Eu jamais senti, entretanto, qualquer inclinação ao furor de toupeira do historiador; nunca pude compreender a necessidade de dispensar imensas energias às autópsias historiográficas. Os esforços dos historiadores sempre me pareceram perder-se no vazio do conhecimento, empregando uma linguagem completamente incompreensível, “uma linguagem esotérica só compreensível para os iniciados em seu próprio culto”[4]. Talvez fosse exatamente isto o que eu procurava: uma linguagem absolutamente particular para a qual a comunicação fosse totalmente acessória – tornar-me eu mesmo uma câmara de isolamento acústico.

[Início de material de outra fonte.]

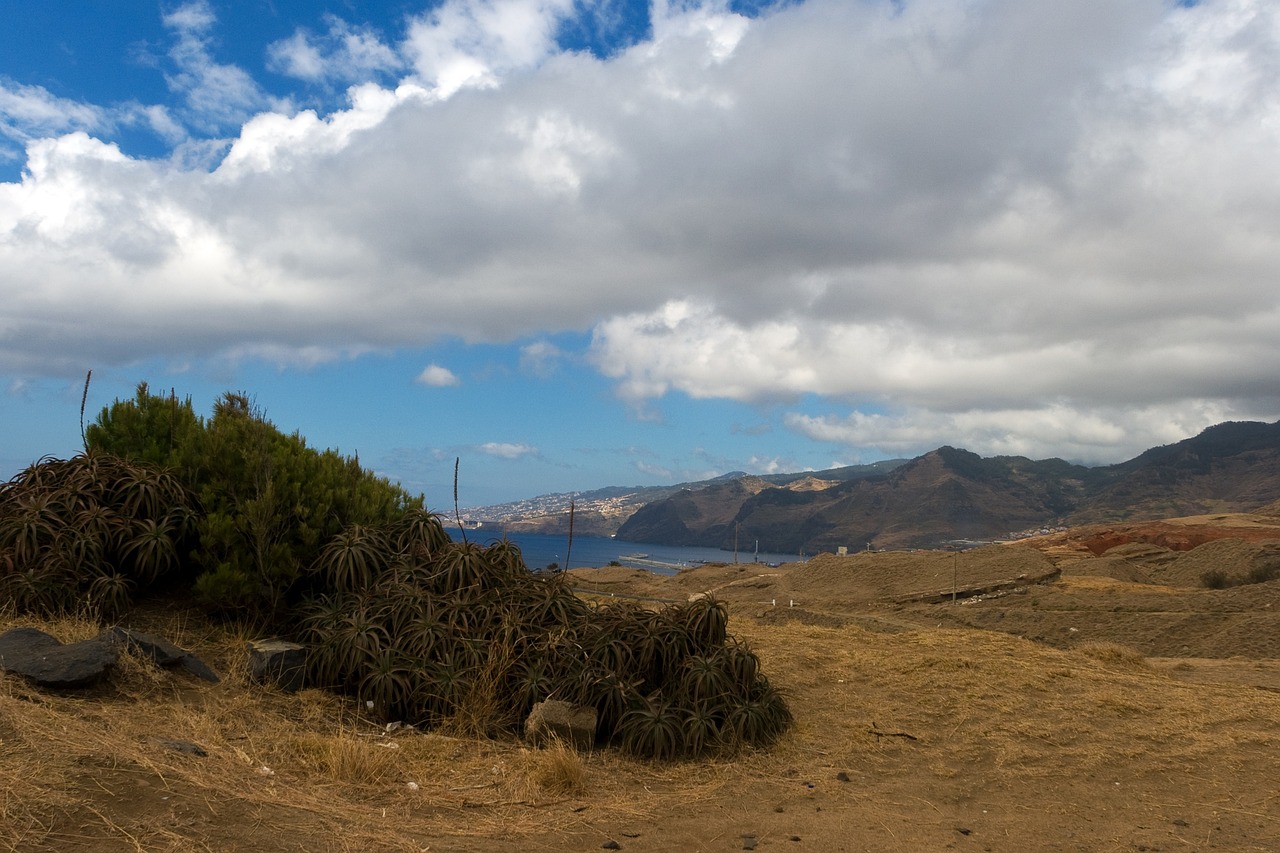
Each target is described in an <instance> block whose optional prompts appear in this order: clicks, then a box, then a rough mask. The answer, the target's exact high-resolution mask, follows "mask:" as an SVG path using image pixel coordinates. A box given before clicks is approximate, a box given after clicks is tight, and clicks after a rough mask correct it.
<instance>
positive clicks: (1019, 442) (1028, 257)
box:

Este drama particular do isolamento e da morte se dissipou com a leitura de Nietzsche. Eu soube desde o começo que jamais o abandonaria. Tentei de todas as formas compartilhar este arrebatamento: frustrei-me completamente. Preferi seguir à margem, por um caminho próprio, alheio às associações eclesiásticas que se fundaram em torno do nome de Nietzsche. O delírio vertiginoso entre o aleatório e o necessário, entre o caos e a ordem, entre a barbárie e a cultura – todo o universo bi-polar (ou trans-polar) apolíneo-dionisíaco – extasiou-me. As fronteiras difusas entre o que anteriormente se considerava o avesso e o direito, entre os “opostos”, seduziram-me imediatamente. A precariedade da existência e a paupérrima face do mundo foram então cobertas por uma prodigiosa epiderme de beleza. O lusco-fusco nietzscheano convenceu-me a aceitar o equilíbrio instável da condição humana.

IV

O homem é corda estendida entre o animal e o Super-homem: uma corda sobre um abismo; perigosa travessia, perigoso caminhar; perigoso olhar para trás, perigoso tremer e parar.

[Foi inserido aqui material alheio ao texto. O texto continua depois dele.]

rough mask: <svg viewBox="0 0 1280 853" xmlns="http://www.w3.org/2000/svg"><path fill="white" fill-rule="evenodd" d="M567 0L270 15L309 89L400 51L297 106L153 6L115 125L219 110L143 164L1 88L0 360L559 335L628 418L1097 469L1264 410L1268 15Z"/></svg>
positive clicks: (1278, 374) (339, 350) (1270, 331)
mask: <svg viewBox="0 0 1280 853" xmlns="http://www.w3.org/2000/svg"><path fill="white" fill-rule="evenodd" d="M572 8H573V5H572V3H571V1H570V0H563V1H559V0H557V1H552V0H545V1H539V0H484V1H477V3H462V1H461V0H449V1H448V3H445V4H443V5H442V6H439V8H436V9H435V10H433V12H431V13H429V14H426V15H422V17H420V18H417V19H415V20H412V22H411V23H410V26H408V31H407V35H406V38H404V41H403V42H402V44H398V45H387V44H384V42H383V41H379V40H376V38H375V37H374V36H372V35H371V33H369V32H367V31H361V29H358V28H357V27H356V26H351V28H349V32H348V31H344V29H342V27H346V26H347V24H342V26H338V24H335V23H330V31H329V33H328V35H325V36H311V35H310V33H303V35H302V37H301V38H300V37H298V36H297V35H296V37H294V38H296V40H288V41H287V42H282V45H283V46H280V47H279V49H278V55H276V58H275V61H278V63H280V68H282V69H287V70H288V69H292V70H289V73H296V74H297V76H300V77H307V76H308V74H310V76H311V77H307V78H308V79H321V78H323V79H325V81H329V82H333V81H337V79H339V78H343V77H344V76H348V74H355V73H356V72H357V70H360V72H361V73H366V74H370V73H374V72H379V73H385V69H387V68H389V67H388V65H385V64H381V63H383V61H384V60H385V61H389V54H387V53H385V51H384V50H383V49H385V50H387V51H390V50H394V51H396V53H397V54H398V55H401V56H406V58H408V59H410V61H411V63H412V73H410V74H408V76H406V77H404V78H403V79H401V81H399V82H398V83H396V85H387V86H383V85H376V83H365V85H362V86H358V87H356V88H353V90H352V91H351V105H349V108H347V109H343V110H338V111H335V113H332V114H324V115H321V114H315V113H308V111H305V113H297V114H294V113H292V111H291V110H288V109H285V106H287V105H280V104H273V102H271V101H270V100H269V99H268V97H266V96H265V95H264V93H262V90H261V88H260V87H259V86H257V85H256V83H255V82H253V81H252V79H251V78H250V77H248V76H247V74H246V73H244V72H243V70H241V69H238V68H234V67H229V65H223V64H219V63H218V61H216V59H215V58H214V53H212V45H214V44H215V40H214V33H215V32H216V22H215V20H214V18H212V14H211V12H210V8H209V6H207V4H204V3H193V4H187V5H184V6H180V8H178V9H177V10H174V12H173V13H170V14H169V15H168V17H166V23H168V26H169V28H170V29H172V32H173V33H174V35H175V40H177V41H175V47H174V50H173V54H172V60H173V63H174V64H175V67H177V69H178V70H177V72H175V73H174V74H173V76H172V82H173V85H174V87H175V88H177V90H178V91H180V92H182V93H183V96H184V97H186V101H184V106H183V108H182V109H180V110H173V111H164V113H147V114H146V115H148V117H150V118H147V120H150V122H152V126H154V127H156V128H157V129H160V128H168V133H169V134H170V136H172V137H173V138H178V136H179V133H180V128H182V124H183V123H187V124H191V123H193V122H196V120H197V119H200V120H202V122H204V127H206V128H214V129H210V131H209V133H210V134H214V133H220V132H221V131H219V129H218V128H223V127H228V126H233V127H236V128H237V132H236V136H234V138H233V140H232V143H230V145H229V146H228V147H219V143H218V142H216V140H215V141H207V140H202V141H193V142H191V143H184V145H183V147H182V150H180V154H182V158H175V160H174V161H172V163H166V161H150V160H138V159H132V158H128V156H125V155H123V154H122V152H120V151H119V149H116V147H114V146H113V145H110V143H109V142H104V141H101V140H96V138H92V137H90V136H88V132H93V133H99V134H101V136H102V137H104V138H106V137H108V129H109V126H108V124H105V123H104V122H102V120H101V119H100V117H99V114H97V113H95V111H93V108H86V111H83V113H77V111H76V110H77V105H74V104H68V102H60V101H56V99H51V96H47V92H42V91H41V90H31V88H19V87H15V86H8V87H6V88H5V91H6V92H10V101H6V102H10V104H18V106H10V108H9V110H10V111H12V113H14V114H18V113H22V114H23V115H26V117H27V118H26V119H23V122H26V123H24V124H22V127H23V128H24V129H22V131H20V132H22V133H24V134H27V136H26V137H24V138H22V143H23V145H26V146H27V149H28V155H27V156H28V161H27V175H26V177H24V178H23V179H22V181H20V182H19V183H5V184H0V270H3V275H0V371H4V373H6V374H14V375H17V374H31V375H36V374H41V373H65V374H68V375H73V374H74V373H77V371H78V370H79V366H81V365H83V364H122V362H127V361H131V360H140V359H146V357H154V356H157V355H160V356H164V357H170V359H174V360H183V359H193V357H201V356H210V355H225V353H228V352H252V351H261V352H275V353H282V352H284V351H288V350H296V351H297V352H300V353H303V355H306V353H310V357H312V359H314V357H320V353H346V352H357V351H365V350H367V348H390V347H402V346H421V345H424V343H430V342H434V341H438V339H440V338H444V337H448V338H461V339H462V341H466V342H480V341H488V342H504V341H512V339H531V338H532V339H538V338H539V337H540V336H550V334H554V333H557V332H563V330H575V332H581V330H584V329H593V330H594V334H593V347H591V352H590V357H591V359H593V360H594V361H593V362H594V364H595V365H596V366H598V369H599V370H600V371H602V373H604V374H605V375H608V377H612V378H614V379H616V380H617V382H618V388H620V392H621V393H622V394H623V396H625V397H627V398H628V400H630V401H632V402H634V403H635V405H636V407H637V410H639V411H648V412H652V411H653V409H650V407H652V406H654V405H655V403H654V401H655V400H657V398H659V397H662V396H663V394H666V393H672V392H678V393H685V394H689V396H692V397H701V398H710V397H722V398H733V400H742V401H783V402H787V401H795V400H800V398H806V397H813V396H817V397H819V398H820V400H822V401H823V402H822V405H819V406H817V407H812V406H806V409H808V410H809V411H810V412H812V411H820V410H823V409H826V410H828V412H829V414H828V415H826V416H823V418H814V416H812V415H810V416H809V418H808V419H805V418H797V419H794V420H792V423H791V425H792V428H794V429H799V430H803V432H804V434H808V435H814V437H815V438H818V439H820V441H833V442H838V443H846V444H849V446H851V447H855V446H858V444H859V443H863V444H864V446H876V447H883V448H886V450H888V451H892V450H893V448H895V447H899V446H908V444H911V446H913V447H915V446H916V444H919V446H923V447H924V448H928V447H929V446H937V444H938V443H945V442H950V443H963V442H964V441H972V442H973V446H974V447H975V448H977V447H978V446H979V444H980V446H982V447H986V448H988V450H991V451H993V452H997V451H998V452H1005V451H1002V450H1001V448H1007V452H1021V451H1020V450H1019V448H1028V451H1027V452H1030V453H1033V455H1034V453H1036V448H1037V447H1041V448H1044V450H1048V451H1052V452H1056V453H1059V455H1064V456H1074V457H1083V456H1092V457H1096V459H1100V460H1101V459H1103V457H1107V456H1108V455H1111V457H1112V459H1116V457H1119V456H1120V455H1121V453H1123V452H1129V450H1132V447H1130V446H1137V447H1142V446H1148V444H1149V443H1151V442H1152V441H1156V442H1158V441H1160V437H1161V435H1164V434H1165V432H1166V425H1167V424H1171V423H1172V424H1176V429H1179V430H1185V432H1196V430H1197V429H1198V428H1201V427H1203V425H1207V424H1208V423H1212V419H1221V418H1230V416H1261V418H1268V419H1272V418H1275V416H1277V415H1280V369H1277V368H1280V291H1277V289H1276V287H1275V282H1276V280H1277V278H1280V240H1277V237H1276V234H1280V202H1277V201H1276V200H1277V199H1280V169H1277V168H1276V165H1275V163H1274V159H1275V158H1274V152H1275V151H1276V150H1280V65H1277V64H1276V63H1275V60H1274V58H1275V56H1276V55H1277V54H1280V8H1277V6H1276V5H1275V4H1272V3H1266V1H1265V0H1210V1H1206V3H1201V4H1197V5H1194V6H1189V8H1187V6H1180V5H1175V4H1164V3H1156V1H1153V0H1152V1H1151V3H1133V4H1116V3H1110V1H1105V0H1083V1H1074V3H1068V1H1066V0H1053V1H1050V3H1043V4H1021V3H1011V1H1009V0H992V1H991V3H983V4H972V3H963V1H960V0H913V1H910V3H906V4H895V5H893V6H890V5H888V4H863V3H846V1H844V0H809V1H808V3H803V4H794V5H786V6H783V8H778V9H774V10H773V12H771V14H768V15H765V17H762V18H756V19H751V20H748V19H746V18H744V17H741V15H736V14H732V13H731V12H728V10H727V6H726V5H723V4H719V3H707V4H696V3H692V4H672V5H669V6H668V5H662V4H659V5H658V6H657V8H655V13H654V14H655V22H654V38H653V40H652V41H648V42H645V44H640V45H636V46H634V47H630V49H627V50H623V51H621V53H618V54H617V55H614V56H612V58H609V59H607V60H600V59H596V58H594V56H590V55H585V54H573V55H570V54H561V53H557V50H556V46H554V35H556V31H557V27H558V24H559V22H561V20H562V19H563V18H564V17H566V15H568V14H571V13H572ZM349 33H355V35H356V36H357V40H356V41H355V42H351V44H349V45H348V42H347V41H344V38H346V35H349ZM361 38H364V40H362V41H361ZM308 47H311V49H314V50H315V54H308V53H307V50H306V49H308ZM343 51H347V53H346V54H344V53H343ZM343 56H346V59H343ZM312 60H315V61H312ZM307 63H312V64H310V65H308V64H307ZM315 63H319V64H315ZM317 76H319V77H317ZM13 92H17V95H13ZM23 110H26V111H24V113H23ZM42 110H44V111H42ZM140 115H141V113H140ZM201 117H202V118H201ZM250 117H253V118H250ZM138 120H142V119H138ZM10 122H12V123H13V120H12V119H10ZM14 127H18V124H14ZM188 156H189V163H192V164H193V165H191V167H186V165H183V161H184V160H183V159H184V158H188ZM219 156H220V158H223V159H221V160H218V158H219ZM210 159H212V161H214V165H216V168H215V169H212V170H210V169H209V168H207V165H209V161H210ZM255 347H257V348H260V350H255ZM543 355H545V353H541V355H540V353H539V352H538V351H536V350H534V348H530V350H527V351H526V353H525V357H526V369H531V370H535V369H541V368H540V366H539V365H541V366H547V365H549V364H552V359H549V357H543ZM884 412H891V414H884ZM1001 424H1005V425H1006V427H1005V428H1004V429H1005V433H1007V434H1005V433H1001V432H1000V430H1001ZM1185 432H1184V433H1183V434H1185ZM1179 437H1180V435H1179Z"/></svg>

O que é de grande valor no homem é ele ser uma ponte e não um fim; o que se pode amar no homem é ele ser uma passagem e um acabamento.
Eu só amo aqueles que sabem viver como que se extinguindo, porque são esses os que atravessam de um para outro lado
[5].

A história que descreve o desenvolvimento do homem ocidental é uma corda que separa o animal e o além-do-homem, ou melhor, que se estende sem, no entanto, separar definitivamente a esfera da animalidade e o domínio do além-do-homem. Este “perigoso olhar para trás”, que se detém em profundidade no tempo, gerou-me uma profunda desconfiança no ofício do historiador, e é o motivo principal para esta monografia: não se trata de um estudo detido e exclusivo, portanto, do problema individual da História, mas de um ensaio geral, e despretensioso, sobre o declínio do Ocidente sob a força do impulso histórico. A indecisão nietzscheana entre o histórico e o a-histórico como apreciações humanas que negociam, ao invés de se excluírem, também é um dos principais objetivos desta investigação, assim como um exercício complexo – e provavelmente infrutífero – de auto-conhecimento.

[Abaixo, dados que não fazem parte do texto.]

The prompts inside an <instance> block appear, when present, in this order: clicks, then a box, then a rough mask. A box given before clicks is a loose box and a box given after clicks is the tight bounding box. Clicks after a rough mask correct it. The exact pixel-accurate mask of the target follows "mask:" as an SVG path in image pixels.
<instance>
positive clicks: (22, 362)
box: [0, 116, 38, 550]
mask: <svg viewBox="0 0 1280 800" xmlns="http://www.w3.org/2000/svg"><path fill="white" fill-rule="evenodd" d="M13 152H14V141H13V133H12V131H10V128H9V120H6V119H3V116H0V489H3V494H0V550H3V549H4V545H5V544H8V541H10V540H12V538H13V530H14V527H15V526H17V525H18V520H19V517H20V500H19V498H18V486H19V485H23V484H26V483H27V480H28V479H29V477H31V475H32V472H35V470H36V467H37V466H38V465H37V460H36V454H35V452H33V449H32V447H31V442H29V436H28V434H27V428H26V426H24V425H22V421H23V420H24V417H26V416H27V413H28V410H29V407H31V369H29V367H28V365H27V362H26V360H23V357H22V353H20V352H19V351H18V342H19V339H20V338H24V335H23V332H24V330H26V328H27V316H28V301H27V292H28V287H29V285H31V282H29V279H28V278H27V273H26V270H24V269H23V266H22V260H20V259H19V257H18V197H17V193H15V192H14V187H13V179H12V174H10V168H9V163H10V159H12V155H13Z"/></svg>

No primeiro capítulo, tento esboçar o nascimento da história como disciplina. Analiso rapidamente os embates entre as ciências sociais e a luta pela obtenção de um atestado de cientificidade à disciplina histórica. Também persigo o entendimento do equilíbrio de uma história que se alicerçou sobre a construção da “alma nacional” e o estatuto de verdade.
No segundo capítulo, dedicado mais precisamente à filosofia de Nietzsche, tento compreender a emergência da ciência no contexto da “morte de Deus”. Como questões pontuais, aparecem o aprofundamento do niilismo europeu e a “metafísica do artista”, esta última típica do primeiro momento da obra de Nietzsche. Finalmente, concentro-me na crítica da história nietzscheana, salientando três pontos que me parecem fundamentais: a constituição de uma “alma moderna” bipartida entre interior e exterior, o desmedido apreço pelo conhecimento que gera um saber sem fome e o desenvolvimento de uma “história vitalista” em que conceitos anteriormente negativos como destruição, esquecimento e injustiça são afirmados como potências essencialmente criadoras.
***
Esperei por um longo período para dar vazão ao que se segue; deixei-me longas horas sob um silêncio aterrador, esperando algo como um raio que me caísse à cabeça. O duro processo de escrita, acompanhado da desgastante maturação dos pensamentos, ensinaram-me a não mais confiar na “inspiração”, nesse instante miraculoso em que Deus nos tocaria diretamente com as mãos. Cada frase deste trabalho foi talhada com enorme sacrifício e laborioso julgamento, assim como também passou pelo crivo de uma atormentada compulsão estética: isto equivale a dizer que foram precedidas por inúmeros balanços, rejeições e seleções, desfazendo uma ilusória crença de que as palavras surgiriam por si próprias, na descida da correnteza que eu erroneamente pressupunha existir. Da metade em diante, atacou-me um “fatalismo russo”, e deixei-me deitado sobre o gelo aguardando a morte. Pressenti diversas vezes estar à beira de uma congestão cerebral. O árduo esgotamento intelectual me transtornou a ponto de não mais dormir, de modo que não estou ainda completamente recuperado do parto. Espero fazer-me entender senão em tudo, pelo menos no que julgo essencial e não meramente acessório, o que ficará claro ao longo da exposição. Espero ter tido êxito em manter-me a um passo do historiador e do ensaísta, propositadamente em uma região de fronteira e eqüidistância, alternando entre um estilo curial e um outro mais intenso e incandescente.
Basta de falatórios! É tempo de recolher as âncoras e enfim navegar com todas as velas desdobradas...

[1] DOSSE, François. A História em Migalhas: dos Annales à Nova História. São Paulo: Editora Ensaio, 1994, p. 7.
[2] BERMAN, Marshall. Tudo o que é sólido desmancha no ar: a aventura da modernidade. São Paulo: Cia. das Letras, 2001.
[3] DOSSE, François. Op. Cit,, p. 15.
[4] MILLER, Henry. A Hora dos Assassinos: um estudo sobre Rimbaud. Porto Alegre: L&PM, 2003.
[5] NIETZSCHE, Friedrich. Assim falou Zaratustra: um livro para todos e para ninguém. São Paulo: Martin Claret, 2001, p. 27.